We truly appreciate your comments and recommendations. We strive on improving the offerings and services, so please keep the comments coming.
 
All the best, The DataBC Team

Hey Data BC!

"Just to clarify, can we assume that you aren't particularly concerned what system or sub-domain the dataset is hosted on as long as it is available as a direct download from the link provided?"

Correct, any endpoint is fine, but need to directly link.

To the questions about the spatial data -- it's perfectly valid from an opendata perspective to release a periodicity updated database backup file as a 'dataset'. For example, if you have rapidly changing data, the correct solution where it cannot be made available in realtime, would simply to set a 'cron job' to re-export the data on a specific schedule. Publishing the export schedule would be really helpful as the developers can set similar import scripts to load the latest data.

As for realtime data, the government may want to look at technologies like GeoRSS. This wont be applicable for say fish passage data, but for other datasets where its largely placemark, and timeliness is the priority, it can be highly useful.

Most opendata apps will not be read/write on government published opendata. (Some will) but the majority will likely be simple consumers with local value-add.

You may also want to look at how other agencies distribute vector open-data. For example in the US, NOAA has developed some very excellent open-data systems that allow their datasets to be downloaded. The snapshot is created when the dataset is downloaded, and its up to the user how often to download it.

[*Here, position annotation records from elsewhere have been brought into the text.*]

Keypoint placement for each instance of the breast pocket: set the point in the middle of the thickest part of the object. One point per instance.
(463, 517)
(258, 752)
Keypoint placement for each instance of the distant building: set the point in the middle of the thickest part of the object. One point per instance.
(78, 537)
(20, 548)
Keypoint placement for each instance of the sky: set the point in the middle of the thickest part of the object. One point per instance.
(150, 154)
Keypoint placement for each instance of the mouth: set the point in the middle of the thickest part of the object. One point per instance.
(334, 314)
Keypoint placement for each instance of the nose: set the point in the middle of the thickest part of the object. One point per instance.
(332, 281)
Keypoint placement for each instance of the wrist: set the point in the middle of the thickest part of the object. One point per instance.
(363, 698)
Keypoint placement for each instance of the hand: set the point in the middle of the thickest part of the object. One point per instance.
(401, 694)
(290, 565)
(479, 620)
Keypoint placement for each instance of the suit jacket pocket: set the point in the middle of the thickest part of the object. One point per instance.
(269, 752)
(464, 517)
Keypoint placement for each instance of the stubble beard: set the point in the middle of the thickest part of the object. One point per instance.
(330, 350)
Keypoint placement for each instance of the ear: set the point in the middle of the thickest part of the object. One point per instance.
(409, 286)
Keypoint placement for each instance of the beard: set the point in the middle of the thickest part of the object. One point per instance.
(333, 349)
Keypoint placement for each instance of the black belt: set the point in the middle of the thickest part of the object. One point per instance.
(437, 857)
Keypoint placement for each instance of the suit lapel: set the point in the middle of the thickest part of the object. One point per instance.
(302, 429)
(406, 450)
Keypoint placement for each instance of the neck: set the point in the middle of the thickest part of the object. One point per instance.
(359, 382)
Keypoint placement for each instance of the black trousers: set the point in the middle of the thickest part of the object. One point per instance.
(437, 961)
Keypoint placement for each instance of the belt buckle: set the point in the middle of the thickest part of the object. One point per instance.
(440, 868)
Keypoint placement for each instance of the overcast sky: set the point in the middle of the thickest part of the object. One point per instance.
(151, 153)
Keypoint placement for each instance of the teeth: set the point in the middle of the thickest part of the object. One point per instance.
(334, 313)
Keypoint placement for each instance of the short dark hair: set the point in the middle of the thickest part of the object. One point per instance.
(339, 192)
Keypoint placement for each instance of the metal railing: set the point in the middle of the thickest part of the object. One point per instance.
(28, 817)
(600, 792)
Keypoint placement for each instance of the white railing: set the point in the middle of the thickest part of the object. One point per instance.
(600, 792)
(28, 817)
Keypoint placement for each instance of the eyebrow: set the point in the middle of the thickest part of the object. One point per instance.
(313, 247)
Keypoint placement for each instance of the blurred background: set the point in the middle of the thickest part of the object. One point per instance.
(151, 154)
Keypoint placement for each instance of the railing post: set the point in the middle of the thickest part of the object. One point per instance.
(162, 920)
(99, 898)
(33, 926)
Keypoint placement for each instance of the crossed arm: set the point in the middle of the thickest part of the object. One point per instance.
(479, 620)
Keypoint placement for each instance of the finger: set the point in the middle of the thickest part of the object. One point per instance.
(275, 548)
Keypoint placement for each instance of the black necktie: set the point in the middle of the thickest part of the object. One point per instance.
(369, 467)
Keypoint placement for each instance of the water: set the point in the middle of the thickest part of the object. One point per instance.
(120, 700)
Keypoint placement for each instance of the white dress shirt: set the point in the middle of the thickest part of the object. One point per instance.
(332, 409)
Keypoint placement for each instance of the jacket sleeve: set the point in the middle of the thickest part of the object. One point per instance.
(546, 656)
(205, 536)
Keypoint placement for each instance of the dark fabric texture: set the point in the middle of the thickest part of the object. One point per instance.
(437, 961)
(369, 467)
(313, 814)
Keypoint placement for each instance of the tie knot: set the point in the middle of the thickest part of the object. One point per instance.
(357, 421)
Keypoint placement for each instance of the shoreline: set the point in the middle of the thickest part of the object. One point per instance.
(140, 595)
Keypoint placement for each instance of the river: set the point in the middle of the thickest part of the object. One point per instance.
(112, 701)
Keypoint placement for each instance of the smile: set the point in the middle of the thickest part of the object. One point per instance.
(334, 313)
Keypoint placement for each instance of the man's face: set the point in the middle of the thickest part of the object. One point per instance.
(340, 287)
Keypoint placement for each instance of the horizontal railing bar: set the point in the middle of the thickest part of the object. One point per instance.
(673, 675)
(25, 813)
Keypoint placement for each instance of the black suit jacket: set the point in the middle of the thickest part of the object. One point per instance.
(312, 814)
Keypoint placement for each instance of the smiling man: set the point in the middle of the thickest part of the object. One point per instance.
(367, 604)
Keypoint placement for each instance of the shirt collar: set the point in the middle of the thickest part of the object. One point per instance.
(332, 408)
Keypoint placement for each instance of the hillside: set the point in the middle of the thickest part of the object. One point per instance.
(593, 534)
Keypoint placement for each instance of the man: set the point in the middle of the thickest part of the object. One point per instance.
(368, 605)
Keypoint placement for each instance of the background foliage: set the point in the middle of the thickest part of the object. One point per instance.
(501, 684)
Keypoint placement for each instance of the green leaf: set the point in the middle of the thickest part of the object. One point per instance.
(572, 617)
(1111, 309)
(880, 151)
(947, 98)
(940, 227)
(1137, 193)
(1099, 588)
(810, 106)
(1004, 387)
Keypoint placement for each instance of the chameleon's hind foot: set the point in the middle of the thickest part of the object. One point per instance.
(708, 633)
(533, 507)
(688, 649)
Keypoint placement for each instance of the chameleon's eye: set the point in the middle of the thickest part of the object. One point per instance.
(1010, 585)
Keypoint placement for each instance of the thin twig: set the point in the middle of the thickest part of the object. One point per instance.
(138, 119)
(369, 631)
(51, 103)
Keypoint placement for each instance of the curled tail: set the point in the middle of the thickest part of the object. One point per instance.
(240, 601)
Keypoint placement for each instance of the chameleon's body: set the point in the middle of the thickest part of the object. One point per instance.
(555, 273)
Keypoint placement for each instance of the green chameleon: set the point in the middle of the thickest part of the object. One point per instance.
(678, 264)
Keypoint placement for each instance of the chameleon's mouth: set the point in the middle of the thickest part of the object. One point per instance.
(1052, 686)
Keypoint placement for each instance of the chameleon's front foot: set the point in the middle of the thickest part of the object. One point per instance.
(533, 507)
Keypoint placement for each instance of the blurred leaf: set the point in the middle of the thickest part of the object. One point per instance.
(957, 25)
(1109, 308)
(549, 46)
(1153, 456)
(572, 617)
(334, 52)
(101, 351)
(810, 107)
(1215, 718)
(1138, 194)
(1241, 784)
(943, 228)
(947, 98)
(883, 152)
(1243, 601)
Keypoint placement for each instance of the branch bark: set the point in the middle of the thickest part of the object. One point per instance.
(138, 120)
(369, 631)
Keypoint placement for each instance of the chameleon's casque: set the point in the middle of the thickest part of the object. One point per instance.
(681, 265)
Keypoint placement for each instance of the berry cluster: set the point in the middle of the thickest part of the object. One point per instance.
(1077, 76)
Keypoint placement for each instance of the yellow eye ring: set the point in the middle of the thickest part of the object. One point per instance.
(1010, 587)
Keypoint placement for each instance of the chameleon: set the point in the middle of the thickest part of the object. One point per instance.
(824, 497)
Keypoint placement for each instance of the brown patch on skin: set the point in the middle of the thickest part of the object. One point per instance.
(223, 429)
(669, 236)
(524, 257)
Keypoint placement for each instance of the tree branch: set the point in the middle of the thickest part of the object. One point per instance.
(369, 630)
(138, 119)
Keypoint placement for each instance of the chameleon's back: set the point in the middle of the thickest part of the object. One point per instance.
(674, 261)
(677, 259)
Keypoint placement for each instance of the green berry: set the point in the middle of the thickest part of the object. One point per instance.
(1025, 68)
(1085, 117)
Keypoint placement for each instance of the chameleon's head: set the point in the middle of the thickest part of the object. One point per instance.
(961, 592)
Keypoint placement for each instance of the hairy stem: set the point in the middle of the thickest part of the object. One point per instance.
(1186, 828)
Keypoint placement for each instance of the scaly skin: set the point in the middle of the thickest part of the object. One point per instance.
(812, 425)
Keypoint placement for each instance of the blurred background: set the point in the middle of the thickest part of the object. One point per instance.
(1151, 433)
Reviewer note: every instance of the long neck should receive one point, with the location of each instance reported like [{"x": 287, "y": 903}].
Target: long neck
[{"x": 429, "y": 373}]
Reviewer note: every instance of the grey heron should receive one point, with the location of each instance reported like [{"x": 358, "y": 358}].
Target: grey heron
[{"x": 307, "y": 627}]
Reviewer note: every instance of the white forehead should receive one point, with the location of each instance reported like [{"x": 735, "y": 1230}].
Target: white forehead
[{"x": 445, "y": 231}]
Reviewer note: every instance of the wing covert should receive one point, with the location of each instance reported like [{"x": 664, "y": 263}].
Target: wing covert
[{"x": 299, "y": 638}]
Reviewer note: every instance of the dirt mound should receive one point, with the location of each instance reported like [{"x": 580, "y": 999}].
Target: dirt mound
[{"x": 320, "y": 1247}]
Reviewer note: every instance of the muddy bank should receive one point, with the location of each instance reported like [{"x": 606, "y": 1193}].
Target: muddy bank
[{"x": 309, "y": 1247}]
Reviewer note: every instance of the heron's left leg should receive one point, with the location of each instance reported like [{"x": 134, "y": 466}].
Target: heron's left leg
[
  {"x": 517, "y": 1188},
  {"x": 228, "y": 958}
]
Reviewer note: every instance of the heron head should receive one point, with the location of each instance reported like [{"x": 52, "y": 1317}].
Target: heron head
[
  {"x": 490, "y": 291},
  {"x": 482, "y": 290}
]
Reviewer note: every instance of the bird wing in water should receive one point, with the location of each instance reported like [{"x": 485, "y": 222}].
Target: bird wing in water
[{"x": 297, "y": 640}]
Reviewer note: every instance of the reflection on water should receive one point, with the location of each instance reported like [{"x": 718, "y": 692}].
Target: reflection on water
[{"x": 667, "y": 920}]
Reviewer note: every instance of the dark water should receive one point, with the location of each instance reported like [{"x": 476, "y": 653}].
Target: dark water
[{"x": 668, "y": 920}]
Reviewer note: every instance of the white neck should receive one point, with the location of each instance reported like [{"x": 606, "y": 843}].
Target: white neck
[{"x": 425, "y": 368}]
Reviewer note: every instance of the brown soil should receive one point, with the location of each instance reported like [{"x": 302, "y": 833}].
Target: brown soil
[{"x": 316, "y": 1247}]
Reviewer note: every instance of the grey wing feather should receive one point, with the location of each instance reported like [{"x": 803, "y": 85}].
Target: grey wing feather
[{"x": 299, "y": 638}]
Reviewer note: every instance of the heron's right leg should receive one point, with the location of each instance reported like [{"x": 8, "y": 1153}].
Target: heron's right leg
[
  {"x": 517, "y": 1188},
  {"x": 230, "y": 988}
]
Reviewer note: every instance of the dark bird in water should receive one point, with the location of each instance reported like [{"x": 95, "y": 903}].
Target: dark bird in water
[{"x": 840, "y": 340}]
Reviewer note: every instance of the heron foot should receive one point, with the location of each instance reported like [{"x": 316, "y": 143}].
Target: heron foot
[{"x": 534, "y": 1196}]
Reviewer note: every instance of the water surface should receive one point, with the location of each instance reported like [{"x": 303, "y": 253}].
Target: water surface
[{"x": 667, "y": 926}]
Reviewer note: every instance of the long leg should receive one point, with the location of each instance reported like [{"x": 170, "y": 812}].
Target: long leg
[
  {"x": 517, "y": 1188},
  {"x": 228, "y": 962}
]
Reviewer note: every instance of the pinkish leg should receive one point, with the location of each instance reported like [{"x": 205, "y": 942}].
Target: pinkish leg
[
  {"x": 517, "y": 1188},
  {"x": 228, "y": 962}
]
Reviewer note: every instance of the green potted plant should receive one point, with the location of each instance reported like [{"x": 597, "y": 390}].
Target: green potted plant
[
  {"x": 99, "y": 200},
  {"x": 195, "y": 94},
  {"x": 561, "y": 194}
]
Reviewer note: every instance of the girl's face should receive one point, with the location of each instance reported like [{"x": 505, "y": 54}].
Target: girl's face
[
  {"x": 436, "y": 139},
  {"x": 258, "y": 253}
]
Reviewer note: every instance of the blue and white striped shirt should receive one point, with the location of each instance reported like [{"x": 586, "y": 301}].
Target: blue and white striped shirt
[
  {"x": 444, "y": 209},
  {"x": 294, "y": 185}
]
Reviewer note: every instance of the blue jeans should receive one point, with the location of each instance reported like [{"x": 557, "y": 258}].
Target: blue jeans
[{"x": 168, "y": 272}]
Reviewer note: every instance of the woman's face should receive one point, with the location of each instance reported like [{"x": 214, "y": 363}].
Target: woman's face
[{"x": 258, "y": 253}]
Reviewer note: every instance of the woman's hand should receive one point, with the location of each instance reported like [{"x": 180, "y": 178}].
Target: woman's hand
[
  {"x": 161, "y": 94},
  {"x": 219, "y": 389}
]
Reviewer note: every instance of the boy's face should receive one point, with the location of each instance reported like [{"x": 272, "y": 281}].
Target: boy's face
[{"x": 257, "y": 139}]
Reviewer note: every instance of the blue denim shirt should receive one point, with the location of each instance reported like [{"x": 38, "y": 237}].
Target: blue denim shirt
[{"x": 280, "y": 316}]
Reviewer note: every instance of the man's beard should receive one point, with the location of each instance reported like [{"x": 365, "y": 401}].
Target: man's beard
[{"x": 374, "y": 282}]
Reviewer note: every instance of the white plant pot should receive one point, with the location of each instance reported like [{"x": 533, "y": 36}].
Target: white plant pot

Some of these datasets are very large. A good url example is: http://www.nauticalcharts.noaa.gov/mcd/enc/index.htm

To the issue of projections, this is where it becomes crucial to follow the success of the BC Government Social Media Guidelines. Obviously, no agency can predict exactly what formats people want data in. Each user is going to have slightly different wishes. One solution to this problem is to empower the data custodians to directly respond to data users requests -- better yet, publish a default dataset, and provide the custodians contact info with something like 'for other projections, formats, and updates contact john.doe@gov.bc.ca'... empowering individuals civil servants to publish data can solve a lot of the 'what format do we publish' questions.

I would also argue that size isn't a terribly relevant measure anymore. For example, some of the datasets I work with in GIS are in the tera-byte class. Where it becomes prohibitive to transfer via the internet, data bc could follow in the City of Nanaimo's footsteps, by bringing along portable hard drives to hackathons. For example, I was able to pick up the full lidar and ortho sets for the City of Nanaimo at their last hackathon.

Thanks for responding, and making an awesome opendata experience for BC! The Vancouver hackathon should be awesome!